Dr. Sadun explained that there are three domains of learning objectives: attitude, knowledge, and skills. Learning objectives that address attitude seek to communicate why a topic is important or why the learner should care about it. Knowledge-based learning objectives serve to effectively communicate the foundational information needed to develop a skill. Objectives designed around skills are more action-oriented and build upon the other two domains.
“The skills building is the crux of what we’re doing, and the knowledge and the attitudes are there to help serve that skills development,” Dr. Sadun explained.
Next, educators must be prepared to assess and evaluate the efficacy of their learning objectives.
Seetha Monrad, MD, Associate Dean for Medical Student Education, and Clinical Professor of Internal Medicine and Learning Health Sciences at the University of Michigan, asserted that there are key differences between the terms “assessment” and “evaluation.” Both are critical for educators to utilize.
Assessments can be defined as a systematic process of collecting, analyzing, and interpreting data to determine a student or learner’s knowledge, skills, and attitudes in relationship to learning objectives. This is why assessments and learning objectives must be aligned from the beginning. Evaluations are the systematic process of identifying, clarifying, and applying defensible criteria to determine an evaluation object’s merit in relationship to the principal criteria.
“The focus of assessments is the learners; the focus of evaluations is your educational program, your workshop, your lecture,” Dr. Monrad explained.

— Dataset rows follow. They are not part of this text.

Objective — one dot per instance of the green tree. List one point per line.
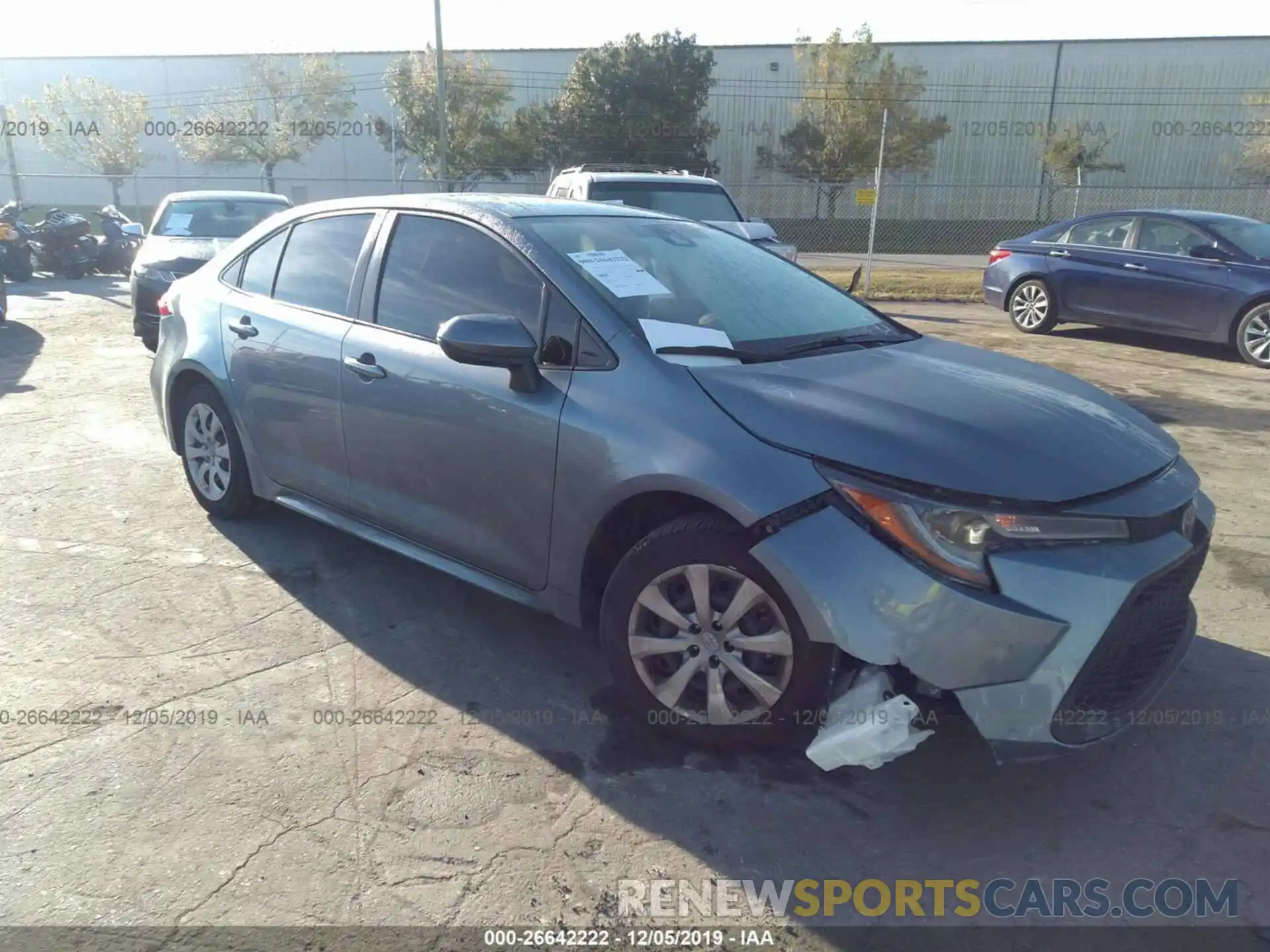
(1070, 158)
(95, 126)
(847, 85)
(640, 102)
(482, 143)
(1255, 159)
(276, 116)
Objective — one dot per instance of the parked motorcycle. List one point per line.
(15, 244)
(121, 238)
(64, 244)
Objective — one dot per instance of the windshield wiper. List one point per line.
(712, 350)
(860, 340)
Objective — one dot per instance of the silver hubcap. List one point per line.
(207, 452)
(1256, 335)
(1031, 306)
(710, 645)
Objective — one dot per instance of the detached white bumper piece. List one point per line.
(864, 728)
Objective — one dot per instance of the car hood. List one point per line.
(179, 254)
(948, 415)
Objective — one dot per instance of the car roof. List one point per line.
(239, 196)
(482, 204)
(1194, 215)
(672, 178)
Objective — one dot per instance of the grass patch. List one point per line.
(913, 284)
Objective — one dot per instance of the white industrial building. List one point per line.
(1177, 113)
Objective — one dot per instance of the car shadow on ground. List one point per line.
(1150, 342)
(1164, 795)
(19, 346)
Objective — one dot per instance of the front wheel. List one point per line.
(212, 452)
(701, 640)
(1253, 337)
(1032, 307)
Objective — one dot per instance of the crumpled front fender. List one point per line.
(853, 590)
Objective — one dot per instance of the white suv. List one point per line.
(667, 190)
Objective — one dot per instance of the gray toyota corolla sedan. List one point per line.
(737, 474)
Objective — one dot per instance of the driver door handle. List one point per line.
(365, 367)
(243, 328)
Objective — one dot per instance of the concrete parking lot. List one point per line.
(503, 791)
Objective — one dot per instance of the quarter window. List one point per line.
(318, 266)
(262, 264)
(1100, 233)
(436, 270)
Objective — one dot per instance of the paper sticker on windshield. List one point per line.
(619, 273)
(178, 223)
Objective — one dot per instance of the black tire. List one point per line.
(1032, 307)
(238, 498)
(1251, 335)
(710, 541)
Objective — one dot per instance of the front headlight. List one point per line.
(956, 539)
(145, 270)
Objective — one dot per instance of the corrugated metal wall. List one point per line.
(1173, 110)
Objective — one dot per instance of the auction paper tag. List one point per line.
(619, 273)
(669, 334)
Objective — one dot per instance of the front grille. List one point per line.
(1138, 649)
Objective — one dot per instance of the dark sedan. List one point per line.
(1191, 274)
(189, 230)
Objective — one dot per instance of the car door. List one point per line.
(1087, 270)
(1174, 291)
(282, 331)
(444, 454)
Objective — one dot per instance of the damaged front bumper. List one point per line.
(1075, 639)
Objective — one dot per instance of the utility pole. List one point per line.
(9, 157)
(444, 141)
(873, 216)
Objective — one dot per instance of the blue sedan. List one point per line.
(1189, 274)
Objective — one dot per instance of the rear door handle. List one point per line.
(243, 328)
(365, 367)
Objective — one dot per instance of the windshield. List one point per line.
(689, 200)
(219, 218)
(683, 273)
(1250, 237)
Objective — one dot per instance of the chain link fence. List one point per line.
(820, 219)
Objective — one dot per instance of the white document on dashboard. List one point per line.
(619, 273)
(669, 334)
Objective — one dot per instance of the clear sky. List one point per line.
(172, 27)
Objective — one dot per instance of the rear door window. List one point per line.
(1101, 233)
(262, 264)
(319, 262)
(1170, 238)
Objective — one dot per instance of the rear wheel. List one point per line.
(212, 452)
(1253, 337)
(1032, 307)
(700, 639)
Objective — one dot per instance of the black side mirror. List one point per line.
(493, 340)
(1210, 253)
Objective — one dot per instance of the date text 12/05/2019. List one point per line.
(262, 128)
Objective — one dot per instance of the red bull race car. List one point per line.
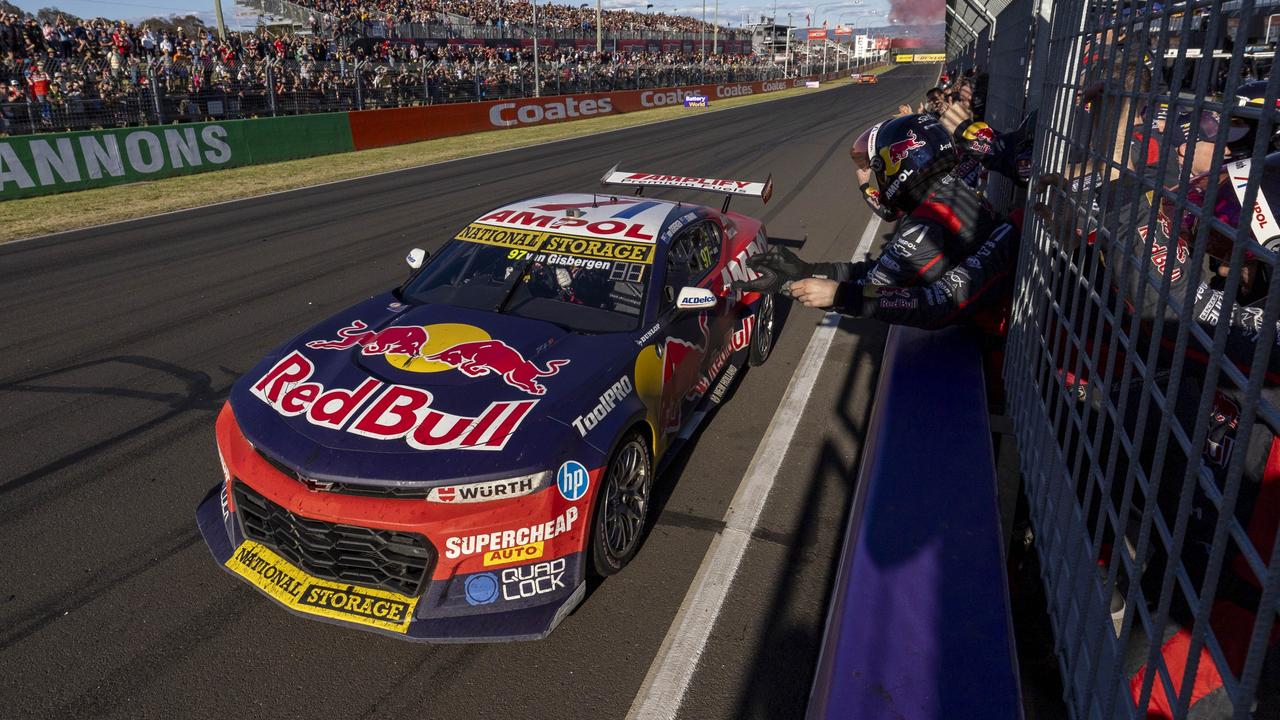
(451, 460)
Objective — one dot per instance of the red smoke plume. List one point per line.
(917, 12)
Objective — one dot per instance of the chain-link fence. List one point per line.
(82, 95)
(1141, 368)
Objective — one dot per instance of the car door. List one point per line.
(693, 337)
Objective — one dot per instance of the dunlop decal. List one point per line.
(553, 244)
(293, 588)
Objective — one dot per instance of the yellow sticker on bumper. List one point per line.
(519, 554)
(293, 588)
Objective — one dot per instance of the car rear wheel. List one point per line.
(622, 506)
(762, 342)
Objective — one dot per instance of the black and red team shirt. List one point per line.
(950, 253)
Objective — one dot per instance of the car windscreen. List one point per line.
(586, 285)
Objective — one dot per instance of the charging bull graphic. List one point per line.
(899, 151)
(480, 358)
(396, 340)
(472, 358)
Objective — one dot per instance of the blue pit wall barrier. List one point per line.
(919, 624)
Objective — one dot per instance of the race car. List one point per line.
(451, 460)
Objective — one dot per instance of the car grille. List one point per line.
(346, 554)
(346, 488)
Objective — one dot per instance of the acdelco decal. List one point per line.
(502, 540)
(394, 413)
(507, 114)
(295, 588)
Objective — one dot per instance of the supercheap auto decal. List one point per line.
(298, 591)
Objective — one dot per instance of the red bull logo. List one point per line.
(899, 151)
(385, 411)
(481, 358)
(396, 340)
(447, 346)
(979, 131)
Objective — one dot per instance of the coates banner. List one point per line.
(396, 126)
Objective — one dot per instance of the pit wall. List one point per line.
(44, 164)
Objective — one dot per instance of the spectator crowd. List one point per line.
(346, 16)
(65, 73)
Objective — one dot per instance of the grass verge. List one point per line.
(72, 210)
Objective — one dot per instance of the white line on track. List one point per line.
(663, 688)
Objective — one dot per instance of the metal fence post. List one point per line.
(155, 94)
(270, 89)
(360, 85)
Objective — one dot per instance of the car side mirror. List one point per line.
(416, 258)
(695, 299)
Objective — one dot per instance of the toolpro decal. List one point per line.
(484, 492)
(444, 346)
(572, 479)
(501, 540)
(617, 392)
(385, 411)
(296, 589)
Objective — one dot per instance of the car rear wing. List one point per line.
(727, 187)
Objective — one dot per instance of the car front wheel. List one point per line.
(621, 506)
(762, 342)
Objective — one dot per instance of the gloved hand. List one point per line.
(777, 268)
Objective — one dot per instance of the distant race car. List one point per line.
(452, 459)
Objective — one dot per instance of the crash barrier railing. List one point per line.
(1141, 359)
(918, 624)
(86, 95)
(44, 164)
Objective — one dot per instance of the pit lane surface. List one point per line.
(118, 346)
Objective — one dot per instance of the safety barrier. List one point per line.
(45, 164)
(1142, 361)
(918, 624)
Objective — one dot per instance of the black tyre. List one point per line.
(762, 341)
(621, 506)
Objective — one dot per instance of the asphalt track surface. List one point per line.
(118, 346)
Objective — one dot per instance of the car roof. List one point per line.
(598, 215)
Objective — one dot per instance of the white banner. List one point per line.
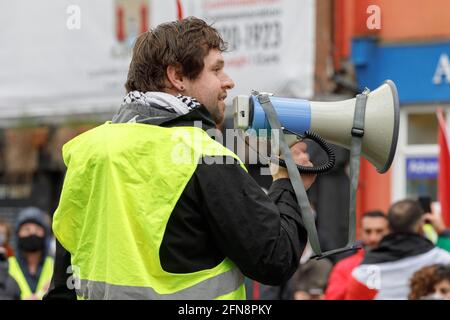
(271, 42)
(62, 57)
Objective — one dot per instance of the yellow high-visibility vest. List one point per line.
(121, 186)
(43, 283)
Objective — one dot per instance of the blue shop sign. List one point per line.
(420, 71)
(420, 168)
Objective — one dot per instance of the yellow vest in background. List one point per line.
(121, 186)
(43, 283)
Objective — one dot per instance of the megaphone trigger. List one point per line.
(323, 144)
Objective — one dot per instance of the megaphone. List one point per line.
(333, 121)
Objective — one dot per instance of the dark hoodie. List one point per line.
(221, 213)
(36, 216)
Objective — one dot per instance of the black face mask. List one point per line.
(31, 243)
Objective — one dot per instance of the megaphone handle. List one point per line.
(294, 175)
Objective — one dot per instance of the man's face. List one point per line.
(210, 87)
(373, 229)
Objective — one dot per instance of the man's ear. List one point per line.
(175, 78)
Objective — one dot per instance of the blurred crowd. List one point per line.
(404, 255)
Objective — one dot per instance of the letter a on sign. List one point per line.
(443, 69)
(374, 20)
(74, 20)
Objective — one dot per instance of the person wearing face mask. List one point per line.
(9, 289)
(374, 226)
(5, 237)
(32, 268)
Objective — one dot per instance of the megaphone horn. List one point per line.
(333, 121)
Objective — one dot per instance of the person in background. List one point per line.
(431, 283)
(434, 218)
(385, 271)
(32, 268)
(374, 226)
(5, 237)
(9, 289)
(311, 278)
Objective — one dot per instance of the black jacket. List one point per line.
(222, 213)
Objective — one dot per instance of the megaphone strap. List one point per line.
(296, 181)
(355, 153)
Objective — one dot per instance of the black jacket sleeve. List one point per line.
(262, 234)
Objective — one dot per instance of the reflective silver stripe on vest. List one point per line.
(206, 290)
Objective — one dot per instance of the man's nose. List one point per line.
(228, 83)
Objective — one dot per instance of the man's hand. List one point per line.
(301, 157)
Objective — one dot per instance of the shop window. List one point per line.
(422, 128)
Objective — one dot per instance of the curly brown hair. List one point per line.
(423, 281)
(183, 44)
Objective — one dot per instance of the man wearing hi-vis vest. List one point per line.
(31, 267)
(152, 207)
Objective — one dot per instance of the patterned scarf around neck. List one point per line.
(177, 104)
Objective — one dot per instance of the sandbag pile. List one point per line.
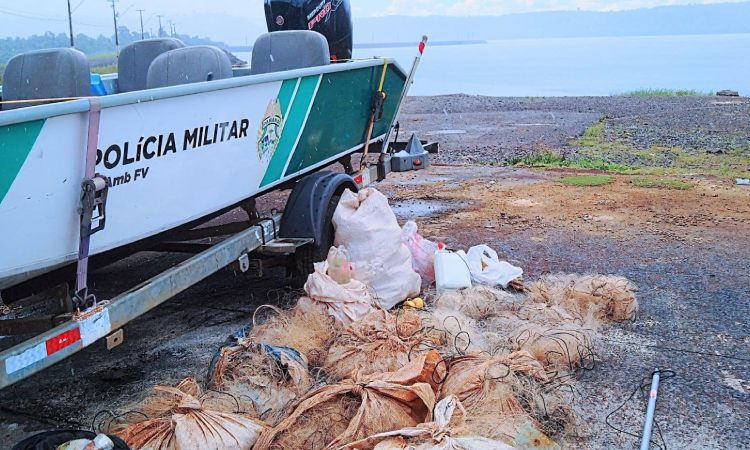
(449, 418)
(178, 421)
(346, 368)
(592, 299)
(269, 378)
(385, 402)
(380, 342)
(366, 225)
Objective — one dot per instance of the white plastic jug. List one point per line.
(451, 270)
(339, 266)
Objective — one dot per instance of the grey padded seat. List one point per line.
(136, 58)
(189, 65)
(289, 50)
(49, 73)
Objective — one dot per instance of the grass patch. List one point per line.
(587, 180)
(663, 183)
(667, 93)
(555, 160)
(547, 159)
(104, 70)
(594, 131)
(103, 56)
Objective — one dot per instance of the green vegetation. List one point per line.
(666, 93)
(555, 160)
(663, 183)
(594, 152)
(96, 48)
(103, 70)
(587, 180)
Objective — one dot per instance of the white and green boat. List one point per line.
(175, 154)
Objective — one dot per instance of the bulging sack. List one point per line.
(185, 425)
(449, 417)
(422, 252)
(346, 303)
(380, 342)
(367, 227)
(269, 378)
(486, 268)
(338, 414)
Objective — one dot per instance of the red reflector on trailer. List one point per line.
(63, 340)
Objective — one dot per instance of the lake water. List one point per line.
(581, 66)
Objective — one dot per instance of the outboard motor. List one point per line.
(331, 18)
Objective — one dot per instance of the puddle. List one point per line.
(415, 209)
(447, 132)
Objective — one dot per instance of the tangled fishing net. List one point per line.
(304, 328)
(478, 302)
(449, 418)
(264, 379)
(353, 409)
(591, 297)
(380, 342)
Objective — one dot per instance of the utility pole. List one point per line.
(114, 16)
(140, 11)
(70, 22)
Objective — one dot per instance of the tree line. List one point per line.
(101, 45)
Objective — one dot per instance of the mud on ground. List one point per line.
(686, 249)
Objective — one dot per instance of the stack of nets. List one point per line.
(380, 342)
(264, 379)
(179, 420)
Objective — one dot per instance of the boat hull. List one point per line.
(174, 157)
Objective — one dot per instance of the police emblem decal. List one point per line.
(270, 131)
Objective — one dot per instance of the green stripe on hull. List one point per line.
(340, 116)
(293, 123)
(285, 95)
(16, 142)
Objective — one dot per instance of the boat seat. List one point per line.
(189, 65)
(46, 74)
(289, 50)
(136, 58)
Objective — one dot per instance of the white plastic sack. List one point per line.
(422, 252)
(346, 303)
(367, 227)
(486, 268)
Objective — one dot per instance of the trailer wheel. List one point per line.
(328, 234)
(310, 208)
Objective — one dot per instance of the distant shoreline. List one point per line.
(249, 48)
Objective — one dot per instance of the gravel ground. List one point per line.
(474, 129)
(687, 250)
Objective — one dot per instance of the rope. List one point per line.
(382, 78)
(42, 100)
(372, 117)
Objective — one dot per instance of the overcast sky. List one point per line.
(93, 17)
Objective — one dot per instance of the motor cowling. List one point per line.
(331, 18)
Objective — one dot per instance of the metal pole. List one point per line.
(648, 427)
(407, 86)
(140, 11)
(70, 22)
(114, 15)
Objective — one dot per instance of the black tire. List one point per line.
(50, 440)
(320, 251)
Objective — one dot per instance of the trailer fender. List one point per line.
(309, 210)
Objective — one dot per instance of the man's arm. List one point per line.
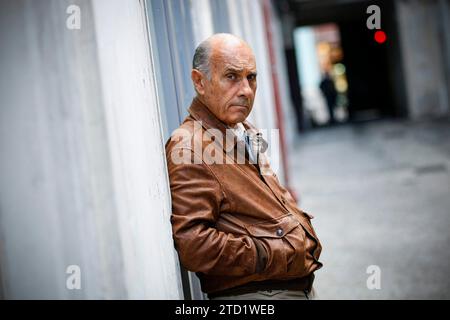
(196, 199)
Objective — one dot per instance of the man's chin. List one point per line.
(236, 118)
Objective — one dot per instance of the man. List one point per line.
(233, 223)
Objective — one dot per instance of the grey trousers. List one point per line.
(272, 295)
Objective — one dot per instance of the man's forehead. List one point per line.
(234, 59)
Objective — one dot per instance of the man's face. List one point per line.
(230, 92)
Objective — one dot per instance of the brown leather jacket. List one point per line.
(232, 225)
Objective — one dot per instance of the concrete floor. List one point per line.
(380, 194)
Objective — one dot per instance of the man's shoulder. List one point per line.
(184, 136)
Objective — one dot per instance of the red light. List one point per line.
(380, 36)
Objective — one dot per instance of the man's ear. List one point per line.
(199, 81)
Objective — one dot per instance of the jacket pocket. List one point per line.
(284, 241)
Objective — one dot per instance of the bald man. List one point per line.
(233, 223)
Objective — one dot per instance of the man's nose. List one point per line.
(245, 90)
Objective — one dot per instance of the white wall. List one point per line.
(424, 61)
(82, 157)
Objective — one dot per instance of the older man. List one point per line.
(233, 222)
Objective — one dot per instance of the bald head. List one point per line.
(224, 77)
(215, 44)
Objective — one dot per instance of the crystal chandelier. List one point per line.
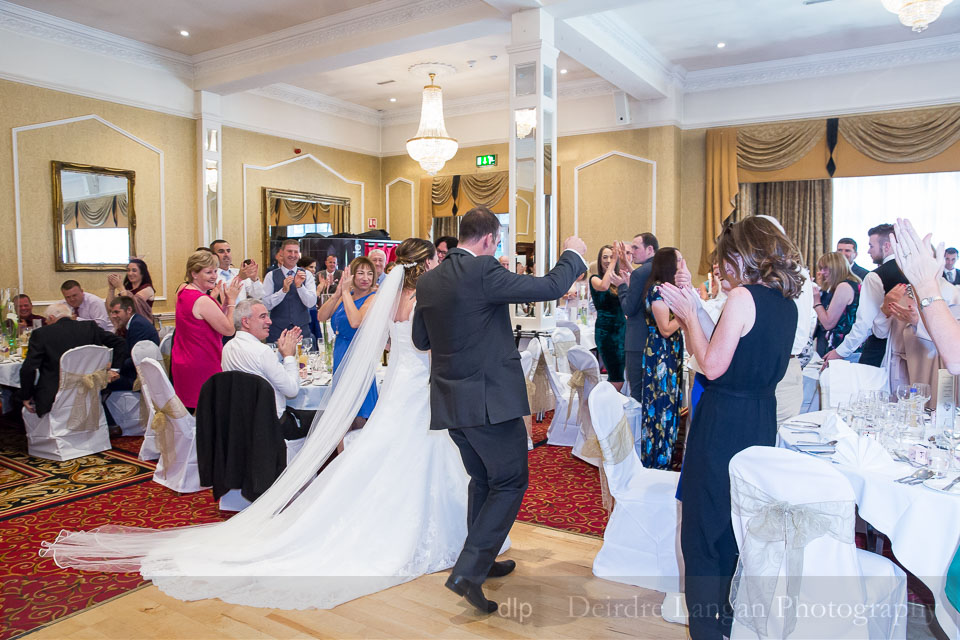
(916, 14)
(432, 146)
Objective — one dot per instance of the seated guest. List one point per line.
(133, 328)
(379, 260)
(288, 292)
(25, 312)
(250, 273)
(835, 301)
(48, 343)
(86, 306)
(137, 285)
(200, 322)
(247, 352)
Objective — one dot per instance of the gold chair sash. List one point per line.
(85, 413)
(163, 428)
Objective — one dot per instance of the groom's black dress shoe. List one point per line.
(473, 593)
(500, 569)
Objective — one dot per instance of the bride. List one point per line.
(390, 508)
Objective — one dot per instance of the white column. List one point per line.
(533, 144)
(209, 166)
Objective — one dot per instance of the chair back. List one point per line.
(842, 381)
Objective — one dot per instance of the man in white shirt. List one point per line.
(86, 306)
(247, 352)
(252, 287)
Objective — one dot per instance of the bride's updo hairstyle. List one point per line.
(756, 251)
(416, 252)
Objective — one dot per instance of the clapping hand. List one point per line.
(287, 342)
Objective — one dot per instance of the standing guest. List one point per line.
(310, 264)
(25, 312)
(288, 292)
(444, 244)
(133, 328)
(226, 272)
(744, 360)
(47, 344)
(835, 301)
(200, 321)
(662, 387)
(137, 284)
(345, 310)
(876, 285)
(950, 266)
(642, 248)
(379, 259)
(848, 247)
(86, 306)
(329, 278)
(611, 324)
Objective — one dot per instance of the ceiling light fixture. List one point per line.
(432, 146)
(916, 14)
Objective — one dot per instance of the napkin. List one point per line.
(865, 454)
(834, 428)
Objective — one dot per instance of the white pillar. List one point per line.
(533, 144)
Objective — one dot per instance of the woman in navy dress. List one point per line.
(744, 360)
(345, 309)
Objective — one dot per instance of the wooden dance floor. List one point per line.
(552, 594)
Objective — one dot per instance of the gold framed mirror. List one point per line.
(94, 218)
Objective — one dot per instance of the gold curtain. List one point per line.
(721, 188)
(803, 207)
(771, 147)
(909, 136)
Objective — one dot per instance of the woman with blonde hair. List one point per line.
(743, 360)
(835, 300)
(200, 324)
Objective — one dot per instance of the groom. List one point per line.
(477, 389)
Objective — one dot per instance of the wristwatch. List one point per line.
(926, 302)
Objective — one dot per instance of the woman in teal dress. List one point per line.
(611, 323)
(345, 309)
(662, 392)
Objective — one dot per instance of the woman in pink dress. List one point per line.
(200, 324)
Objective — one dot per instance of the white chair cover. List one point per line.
(842, 381)
(793, 517)
(174, 431)
(640, 541)
(76, 425)
(585, 375)
(141, 351)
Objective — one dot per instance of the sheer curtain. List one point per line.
(930, 200)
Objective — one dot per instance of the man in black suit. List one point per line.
(477, 388)
(48, 343)
(133, 328)
(631, 294)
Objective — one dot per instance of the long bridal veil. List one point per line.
(173, 551)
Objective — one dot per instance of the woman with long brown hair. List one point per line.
(744, 360)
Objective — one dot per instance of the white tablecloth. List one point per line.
(923, 525)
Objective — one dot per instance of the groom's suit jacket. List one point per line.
(463, 317)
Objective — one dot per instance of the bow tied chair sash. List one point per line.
(85, 413)
(163, 428)
(777, 533)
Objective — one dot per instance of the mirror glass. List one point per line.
(93, 213)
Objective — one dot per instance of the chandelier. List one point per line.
(916, 14)
(432, 146)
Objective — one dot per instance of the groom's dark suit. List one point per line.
(477, 388)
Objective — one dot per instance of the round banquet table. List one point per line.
(923, 525)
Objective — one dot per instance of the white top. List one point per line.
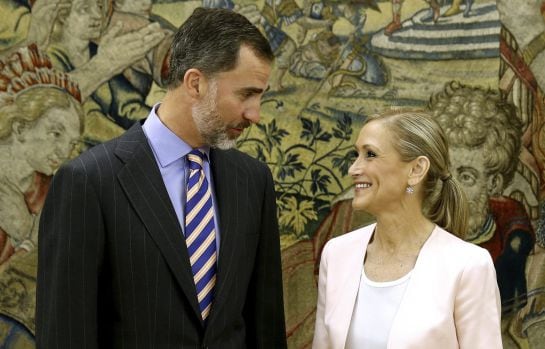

Dr. Monrad presented several evaluation framework models, including an experimental framework in which educators can cross-compare two or more differing approaches; a logic model that measures a linear relationship between a program’s components and its context, activities, outputs, and outcomes; and Kirkpatrick’s Model, commonly used in medical education, which appraises the effects of a learning program through a hierarchical order that captures learners’ reactions, learning, behaviors, and outcomes in the learning event.
Educators must also evaluate how they can impact learning by publishing their work for others to consume. According to David Leverenz, MD, MEd, Associate Professor of Medicine at Duke University, it’s critical for educators to first take a step back and consider why they want to share their work in the first place.
“Beginning with the end in mind is the major goal here,” he said.
Dr. Leverenz also discussed the quandary of choosing between a medical education journal and a rheumatology journal as the place for those in the field of rheumatology to submit work. Submissions to medical education journals should contain findings that apply to medical professionals outside of the rheumatology community. However, most medical education journals will require the work to involve professionals outside the rheumatology field as well, according to Dr. Leverenz. He also explained that medical education journals often have a slightly more rigorous emphasis on the medical education methodology. Rather than aiming for the largest audience possible, it’s more important to consider where a published work will have the largest and most relevant impact.
“Academic promotion is important, but I think you would all agree that the main reason we want to share our work is that we want to have an impact, and we want to make sure we have that impact at the right time and the right venue,” Dr. Leverenz said.